COUGAR FANS WATCHING the spring game saw a new offensive wrinkle from Mike Leach: the hand-clap snap. Instead of audibly calling out the snap, or using a silent count and accompanying hand signals, the ball is snapped at the clap of the quarterback’s hands. So what are the advantages and disadvantages? And just how did it come about this spring at Washington State?

Here's what we've been able to piece together: Leach has been thinking about this for at least a couple years.  But he never quite got to where he wanted to give it a go.

One day this spring, Leach was watching tape and one of the teams was running it especially crisply.  Leach asked new inside wide receivers coach Derek Sage about it, since both Toledo and Wyoming employed the hand-clap snap when Sage was there. Leach and Co. then talked about it a little more.

The next practice, Leach casually announced to the offense they were going with the hand clap for the rest of spring.

The No. 1 advantage is the center doesn't have to stop, look between his legs, then look back and reacquire the defense. A close second is that it is highly audible in any situation. It's a piercing sound, one that cuts through the noise, no matter how loud.

Also, a team doesn't have to make big changes in snap count and cadence when playing in a loud venue. And with practice, all 11 players get off the ball more consistently while keeping better focused pre-snap on what the defense is doing. The first few times the QB goes to the second clap, the defense is likelier to jump off-sides.

Trade-offs?  There are always some when it comes to changing something in college football.

It can get predictable, and defenses can start better timing up the snap. 

The other major pitfall is the defense can try to sneak a clap in there to simulate the QB clapping.  A clap on defense as a means of defensive signaling is allowed, but it is a penalty to call defensive signals that simulate the sound or cadence of the offense. 

But it's only a 5-yard penalty -- and the chance of a fumble outweighed that potential penalty for some teams last year.

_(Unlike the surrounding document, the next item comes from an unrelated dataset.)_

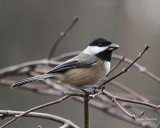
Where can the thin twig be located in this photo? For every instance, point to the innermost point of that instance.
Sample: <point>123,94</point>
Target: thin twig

Indeed, there were several instances in 2016, both in the Pac-12 and in FBS games, where a defender wasn't signaling and was clearly trying to simulate the hand clap -- but the officials either didn't notice or chose to let it go.

If Leach carries the hand clap on into fall camp and the season, expect defenses to try and get away with fooling the WSU center to snap the ball before Luke Falk claps.  And the Pac-12 officials are going to have to do a better job of penalizing teams who do than they did last year.